On Day 27, I walked into my room, shut the door, and sat in front of a window. On went the therapist-approved music, crisscross applesauce went my legs. As I listened to the music that was supposed to help me feel ultimate relaxation, I cried. I cried through the whole twelve minutes, mentally scrambling to get a handle on who I was, pushing that dark passenger out of my head so I could have my brain back.

At the end of the twelve minutes I opened my eyes. I released the boulder of anxiety that had taken the place of my heart. I breathed in and then out.

This experiment was only intended to last a month. I gave Jerry Seinfeld and Mandy thirty days to make me better. While my OCD has not been cured, I have a new tool to help me deal with it when it overwhelms me. I have a thus far foolproof way to shoot down the circling vulture that is my anxiety. Meditation has given me an excuse to be still and the bravery to release the negativity that once clung to me.

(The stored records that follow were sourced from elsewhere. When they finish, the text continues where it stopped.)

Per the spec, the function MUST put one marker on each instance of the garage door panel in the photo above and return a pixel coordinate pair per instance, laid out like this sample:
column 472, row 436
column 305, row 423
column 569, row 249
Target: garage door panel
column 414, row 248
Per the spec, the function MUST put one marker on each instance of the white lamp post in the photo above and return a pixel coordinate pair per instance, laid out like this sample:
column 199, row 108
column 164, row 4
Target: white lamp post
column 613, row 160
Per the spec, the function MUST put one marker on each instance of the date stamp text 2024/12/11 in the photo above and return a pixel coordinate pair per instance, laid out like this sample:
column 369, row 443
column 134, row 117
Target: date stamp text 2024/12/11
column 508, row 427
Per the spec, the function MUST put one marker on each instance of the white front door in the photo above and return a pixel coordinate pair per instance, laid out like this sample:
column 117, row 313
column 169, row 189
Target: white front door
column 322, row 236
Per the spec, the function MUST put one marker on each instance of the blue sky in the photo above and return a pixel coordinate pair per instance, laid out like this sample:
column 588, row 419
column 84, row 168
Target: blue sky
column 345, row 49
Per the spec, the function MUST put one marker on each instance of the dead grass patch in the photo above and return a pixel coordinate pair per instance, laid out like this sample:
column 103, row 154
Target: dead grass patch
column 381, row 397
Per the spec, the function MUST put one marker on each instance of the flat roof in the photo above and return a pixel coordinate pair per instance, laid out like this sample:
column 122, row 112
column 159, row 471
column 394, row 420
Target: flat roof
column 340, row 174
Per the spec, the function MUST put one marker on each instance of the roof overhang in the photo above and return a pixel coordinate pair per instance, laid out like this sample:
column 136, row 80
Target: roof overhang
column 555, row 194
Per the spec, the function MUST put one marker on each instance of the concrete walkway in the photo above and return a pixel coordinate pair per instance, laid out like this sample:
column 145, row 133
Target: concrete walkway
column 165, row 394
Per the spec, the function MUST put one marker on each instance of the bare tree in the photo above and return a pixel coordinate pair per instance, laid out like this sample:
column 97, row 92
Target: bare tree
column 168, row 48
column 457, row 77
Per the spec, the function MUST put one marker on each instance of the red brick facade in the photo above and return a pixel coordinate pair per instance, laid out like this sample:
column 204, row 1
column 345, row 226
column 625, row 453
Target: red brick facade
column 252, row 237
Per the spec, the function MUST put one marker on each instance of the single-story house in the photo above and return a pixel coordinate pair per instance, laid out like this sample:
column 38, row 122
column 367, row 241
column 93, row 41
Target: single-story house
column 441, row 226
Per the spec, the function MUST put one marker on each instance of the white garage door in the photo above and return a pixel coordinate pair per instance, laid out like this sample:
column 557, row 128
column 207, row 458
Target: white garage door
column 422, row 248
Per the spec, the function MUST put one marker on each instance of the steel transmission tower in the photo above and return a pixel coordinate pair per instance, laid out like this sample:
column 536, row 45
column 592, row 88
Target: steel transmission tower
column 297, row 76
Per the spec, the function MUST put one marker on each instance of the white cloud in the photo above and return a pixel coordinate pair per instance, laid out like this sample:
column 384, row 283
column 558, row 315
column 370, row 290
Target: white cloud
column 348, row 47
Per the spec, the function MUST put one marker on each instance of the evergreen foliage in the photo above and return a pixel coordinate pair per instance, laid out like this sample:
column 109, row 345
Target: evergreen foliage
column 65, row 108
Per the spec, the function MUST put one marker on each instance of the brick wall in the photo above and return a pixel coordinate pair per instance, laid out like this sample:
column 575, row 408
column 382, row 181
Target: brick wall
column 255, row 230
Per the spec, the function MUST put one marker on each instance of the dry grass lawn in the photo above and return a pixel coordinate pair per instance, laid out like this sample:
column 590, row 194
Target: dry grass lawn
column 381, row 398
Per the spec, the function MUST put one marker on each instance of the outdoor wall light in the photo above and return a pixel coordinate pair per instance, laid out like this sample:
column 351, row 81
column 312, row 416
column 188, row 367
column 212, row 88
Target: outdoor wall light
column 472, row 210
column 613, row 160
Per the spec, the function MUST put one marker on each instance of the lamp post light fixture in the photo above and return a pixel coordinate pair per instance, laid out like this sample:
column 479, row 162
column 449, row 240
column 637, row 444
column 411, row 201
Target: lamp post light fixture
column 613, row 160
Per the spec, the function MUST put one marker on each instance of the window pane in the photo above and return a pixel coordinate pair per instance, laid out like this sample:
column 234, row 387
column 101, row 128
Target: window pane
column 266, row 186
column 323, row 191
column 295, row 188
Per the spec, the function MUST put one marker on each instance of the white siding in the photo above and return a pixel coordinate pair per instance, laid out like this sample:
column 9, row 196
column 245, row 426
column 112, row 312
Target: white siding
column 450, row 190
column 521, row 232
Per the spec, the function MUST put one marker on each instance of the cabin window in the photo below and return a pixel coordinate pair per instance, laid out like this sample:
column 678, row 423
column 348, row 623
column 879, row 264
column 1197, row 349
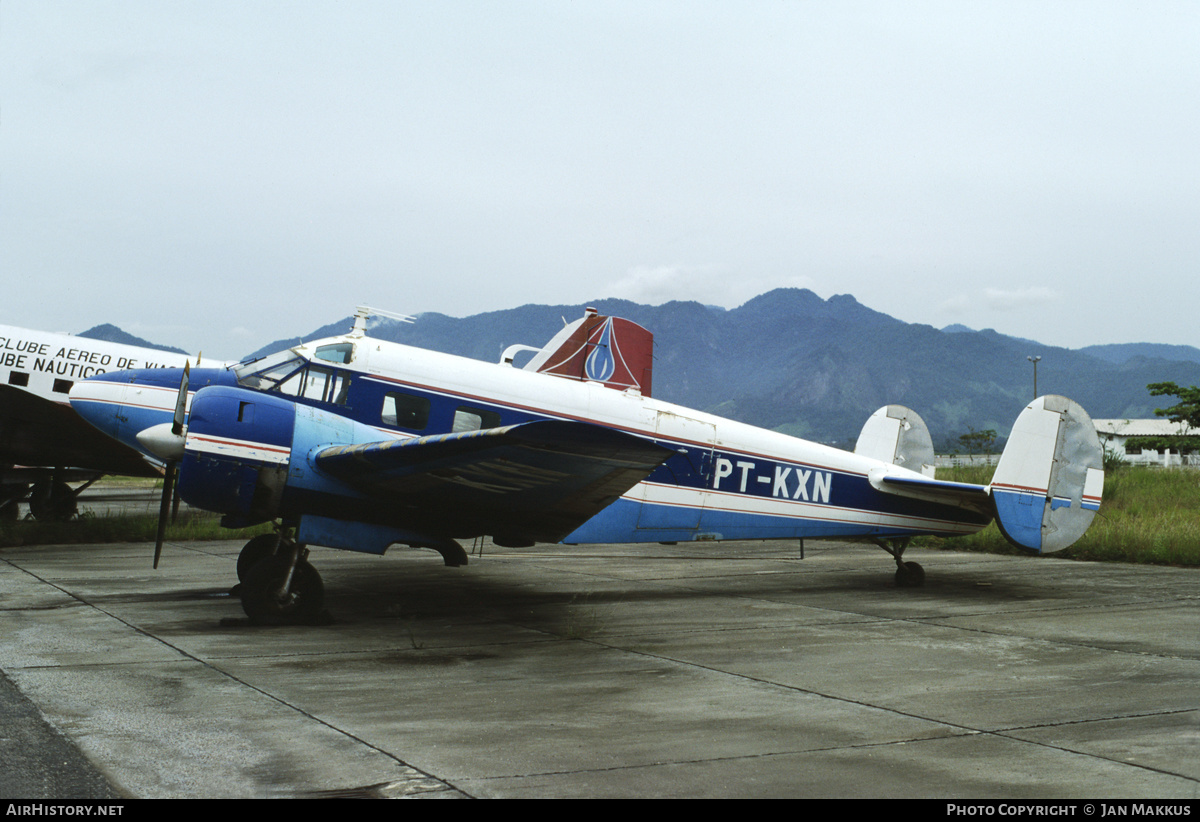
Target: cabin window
column 473, row 419
column 340, row 352
column 406, row 411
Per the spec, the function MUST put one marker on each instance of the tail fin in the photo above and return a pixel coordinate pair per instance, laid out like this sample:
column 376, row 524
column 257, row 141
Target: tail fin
column 899, row 436
column 605, row 349
column 1048, row 485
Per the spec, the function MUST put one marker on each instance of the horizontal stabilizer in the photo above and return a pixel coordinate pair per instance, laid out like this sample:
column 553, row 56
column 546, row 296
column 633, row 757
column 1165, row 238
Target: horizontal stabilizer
column 899, row 436
column 905, row 483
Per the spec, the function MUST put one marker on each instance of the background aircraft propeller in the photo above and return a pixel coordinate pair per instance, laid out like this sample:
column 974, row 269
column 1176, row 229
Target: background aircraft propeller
column 172, row 451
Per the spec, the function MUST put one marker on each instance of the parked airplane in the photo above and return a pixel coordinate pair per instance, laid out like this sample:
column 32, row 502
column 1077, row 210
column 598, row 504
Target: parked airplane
column 358, row 443
column 43, row 443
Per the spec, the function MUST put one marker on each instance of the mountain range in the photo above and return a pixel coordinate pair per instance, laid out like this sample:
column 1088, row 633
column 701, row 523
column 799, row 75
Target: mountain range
column 811, row 367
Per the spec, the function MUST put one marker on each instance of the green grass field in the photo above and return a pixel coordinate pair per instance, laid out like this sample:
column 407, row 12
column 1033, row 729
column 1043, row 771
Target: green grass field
column 1149, row 515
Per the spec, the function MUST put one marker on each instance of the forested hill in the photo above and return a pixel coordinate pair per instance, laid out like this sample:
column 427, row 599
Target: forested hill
column 817, row 369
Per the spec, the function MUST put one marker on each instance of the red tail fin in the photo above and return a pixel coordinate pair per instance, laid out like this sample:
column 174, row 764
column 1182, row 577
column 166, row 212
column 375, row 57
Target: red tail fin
column 605, row 349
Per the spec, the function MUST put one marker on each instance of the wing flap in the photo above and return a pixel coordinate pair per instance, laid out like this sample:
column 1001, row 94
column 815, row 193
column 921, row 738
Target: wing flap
column 534, row 481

As for my career, I'm not swimming Scrooge McDuck-style through gold doubloons and fielding a constant influx of calls from the powers that be, but I can see opportunities I could not before. I can see how they form a path, leading me from Where I Am Now to Where I Want To Be.

And, if there's one thing the images from my meditation sessions have taught me—you know, besides that I clearly watch too much television and too many movies—it's that the answers are all there. I just need to take a deep, cleansing breath, close my eyes, and wait for them to appear.